Multithreading: Atomics and you!

The Partridge Family were neither partridges nor a family. Discuss.
Post Reply
User avatar
cyboryxmen
Posts: 190
Joined: November 14th, 2014, 2:03 am

Multithreading: Atomics and you!

Post by cyboryxmen » April 15th, 2018, 8:21 am

"Atomicity" refers to a series of changes that, when made in a particular order and then "observed", you will observe the changes happening in that exact same order. These changes as a whole is referred to as an "atomic operation". It seems like a really redundant term to make at first since that's already what happens naturally. However, in the crazy new world of parallelism, what actually happens will not always be what you actually see.
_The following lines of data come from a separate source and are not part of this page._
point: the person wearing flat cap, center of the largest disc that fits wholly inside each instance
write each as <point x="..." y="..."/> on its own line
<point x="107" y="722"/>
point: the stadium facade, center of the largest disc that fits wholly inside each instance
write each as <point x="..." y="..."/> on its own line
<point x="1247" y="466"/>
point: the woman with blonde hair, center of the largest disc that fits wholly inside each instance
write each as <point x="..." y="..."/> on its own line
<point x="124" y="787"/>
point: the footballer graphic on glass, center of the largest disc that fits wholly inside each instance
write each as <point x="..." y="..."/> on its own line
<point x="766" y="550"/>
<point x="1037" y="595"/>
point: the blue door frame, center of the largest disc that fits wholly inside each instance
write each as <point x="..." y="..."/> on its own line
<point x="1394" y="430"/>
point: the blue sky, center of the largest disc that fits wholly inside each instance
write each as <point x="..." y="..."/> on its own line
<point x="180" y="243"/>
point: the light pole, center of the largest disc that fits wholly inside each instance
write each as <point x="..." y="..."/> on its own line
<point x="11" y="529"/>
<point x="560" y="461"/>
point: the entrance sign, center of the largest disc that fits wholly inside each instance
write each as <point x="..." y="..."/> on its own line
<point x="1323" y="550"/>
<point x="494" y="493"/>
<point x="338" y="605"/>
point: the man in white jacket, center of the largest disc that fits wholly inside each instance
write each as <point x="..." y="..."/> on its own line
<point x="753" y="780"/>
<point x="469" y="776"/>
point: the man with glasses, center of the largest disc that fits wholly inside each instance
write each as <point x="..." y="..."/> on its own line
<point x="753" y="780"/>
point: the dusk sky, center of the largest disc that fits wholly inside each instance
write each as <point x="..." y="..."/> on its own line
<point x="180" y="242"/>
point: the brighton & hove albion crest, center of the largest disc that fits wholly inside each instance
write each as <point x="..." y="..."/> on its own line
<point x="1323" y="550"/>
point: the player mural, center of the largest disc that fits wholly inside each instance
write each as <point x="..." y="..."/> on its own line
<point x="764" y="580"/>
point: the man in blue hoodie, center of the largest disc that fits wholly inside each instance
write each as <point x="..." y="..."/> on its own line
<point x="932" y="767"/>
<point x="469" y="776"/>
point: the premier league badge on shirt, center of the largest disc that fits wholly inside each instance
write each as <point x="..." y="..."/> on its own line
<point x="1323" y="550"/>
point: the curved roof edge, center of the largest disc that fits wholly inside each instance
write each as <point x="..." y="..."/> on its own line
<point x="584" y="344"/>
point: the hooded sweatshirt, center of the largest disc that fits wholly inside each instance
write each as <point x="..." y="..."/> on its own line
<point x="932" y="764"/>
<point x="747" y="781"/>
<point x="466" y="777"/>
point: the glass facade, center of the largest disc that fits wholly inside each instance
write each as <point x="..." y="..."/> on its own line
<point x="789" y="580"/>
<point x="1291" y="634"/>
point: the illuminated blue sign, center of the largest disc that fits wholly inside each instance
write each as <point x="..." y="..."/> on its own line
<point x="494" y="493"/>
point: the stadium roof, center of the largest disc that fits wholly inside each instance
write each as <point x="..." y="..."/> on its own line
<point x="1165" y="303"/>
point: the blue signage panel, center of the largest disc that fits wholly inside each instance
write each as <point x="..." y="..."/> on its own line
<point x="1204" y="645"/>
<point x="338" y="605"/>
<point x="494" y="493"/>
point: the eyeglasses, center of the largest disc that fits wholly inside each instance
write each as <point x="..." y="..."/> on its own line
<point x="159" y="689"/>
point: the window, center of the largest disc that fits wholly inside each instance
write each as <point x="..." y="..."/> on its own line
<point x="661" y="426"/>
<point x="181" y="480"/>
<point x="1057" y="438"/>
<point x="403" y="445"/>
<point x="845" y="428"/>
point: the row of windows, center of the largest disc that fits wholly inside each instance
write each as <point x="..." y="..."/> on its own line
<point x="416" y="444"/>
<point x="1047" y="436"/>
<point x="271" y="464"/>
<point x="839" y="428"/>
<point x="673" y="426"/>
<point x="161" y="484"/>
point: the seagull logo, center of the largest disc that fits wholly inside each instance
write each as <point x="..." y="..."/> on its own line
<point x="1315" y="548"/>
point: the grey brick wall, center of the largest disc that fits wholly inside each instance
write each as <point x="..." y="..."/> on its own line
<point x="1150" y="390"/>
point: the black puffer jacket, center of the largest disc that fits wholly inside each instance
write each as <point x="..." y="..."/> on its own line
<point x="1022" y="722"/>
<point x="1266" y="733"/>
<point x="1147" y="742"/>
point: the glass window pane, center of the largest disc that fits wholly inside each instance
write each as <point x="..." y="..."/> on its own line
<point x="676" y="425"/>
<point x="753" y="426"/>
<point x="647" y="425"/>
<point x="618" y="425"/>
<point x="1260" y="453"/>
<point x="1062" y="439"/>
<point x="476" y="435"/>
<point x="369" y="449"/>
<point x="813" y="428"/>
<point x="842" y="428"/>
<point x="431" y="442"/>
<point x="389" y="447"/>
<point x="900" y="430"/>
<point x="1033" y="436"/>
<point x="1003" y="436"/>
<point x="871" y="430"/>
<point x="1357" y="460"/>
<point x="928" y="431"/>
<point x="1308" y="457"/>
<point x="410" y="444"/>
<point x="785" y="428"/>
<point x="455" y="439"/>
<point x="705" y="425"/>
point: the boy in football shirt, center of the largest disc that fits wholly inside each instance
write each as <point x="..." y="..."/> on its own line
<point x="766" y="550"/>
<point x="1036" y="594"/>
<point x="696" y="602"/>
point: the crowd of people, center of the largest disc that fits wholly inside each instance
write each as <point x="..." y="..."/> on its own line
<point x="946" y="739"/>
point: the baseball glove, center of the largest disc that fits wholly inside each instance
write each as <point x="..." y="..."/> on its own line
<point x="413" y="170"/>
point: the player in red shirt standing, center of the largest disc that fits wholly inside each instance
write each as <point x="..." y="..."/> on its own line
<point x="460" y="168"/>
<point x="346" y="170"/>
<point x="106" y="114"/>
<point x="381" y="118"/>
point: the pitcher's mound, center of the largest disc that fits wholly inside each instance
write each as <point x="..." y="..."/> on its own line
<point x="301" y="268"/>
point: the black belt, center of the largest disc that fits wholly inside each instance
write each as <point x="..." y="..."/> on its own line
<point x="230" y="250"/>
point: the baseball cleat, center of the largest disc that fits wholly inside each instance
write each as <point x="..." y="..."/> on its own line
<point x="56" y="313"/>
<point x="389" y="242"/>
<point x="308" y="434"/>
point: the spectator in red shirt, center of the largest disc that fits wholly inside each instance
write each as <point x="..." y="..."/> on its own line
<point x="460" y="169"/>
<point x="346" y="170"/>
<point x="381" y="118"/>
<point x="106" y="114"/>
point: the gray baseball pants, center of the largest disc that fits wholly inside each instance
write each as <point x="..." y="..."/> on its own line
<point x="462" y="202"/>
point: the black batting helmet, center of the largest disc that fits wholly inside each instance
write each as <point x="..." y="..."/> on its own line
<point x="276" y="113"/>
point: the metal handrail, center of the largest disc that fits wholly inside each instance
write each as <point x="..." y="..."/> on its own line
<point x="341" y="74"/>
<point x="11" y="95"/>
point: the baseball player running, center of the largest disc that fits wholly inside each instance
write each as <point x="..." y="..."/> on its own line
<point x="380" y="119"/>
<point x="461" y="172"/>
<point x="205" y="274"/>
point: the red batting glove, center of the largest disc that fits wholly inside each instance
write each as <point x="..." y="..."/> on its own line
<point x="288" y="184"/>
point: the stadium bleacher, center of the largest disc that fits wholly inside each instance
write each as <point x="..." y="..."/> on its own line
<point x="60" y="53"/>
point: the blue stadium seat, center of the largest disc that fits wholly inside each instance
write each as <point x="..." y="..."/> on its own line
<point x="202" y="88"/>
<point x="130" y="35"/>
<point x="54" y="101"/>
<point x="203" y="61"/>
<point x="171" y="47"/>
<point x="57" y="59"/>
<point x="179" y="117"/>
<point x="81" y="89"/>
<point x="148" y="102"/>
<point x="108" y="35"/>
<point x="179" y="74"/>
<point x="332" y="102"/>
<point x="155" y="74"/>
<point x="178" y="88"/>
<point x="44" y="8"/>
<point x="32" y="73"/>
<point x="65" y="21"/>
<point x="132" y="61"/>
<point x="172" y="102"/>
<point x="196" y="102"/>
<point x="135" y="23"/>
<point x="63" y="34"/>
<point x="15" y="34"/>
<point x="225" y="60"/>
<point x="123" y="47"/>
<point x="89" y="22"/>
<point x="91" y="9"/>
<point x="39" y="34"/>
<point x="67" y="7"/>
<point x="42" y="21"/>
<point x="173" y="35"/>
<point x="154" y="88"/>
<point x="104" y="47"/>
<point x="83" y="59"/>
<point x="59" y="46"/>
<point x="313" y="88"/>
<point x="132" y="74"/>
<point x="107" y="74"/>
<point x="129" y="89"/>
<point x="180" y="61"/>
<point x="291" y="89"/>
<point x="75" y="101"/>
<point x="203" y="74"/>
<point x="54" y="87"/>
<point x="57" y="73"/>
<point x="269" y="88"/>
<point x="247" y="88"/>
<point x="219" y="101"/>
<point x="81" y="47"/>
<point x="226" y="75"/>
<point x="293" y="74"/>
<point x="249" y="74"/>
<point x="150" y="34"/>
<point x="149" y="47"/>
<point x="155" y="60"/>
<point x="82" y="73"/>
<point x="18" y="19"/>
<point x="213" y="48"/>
Take this example:

main.cpp

Code: Select all

static int x = 0;
Thread 1

Code: Select all

// If thread 2 changed x first.
if ( x == 15 )
{
	std::cout << "Thread 2 executed first!\n";
}
x = 24;
Thread 2

Code: Select all

// If thread 1 changed x first.
if ( x == 24 )
{
	std::cout << "Thread 1 executed first!\n";
}
x = 15;
It's completely possible for thread 1 to see that x is 15 while thread 2 sees that x is 24 at the same time resulting in the console outputting both of these messages. To the observer seeing these messages, it'll be almost as if x has both the value of 24 and the value of 15! There's a bunch of these examples available online; each more mind bending than the previous one. Rather than try to understand how this could happen, it's best to just accept this fact and try to find ways to work around it.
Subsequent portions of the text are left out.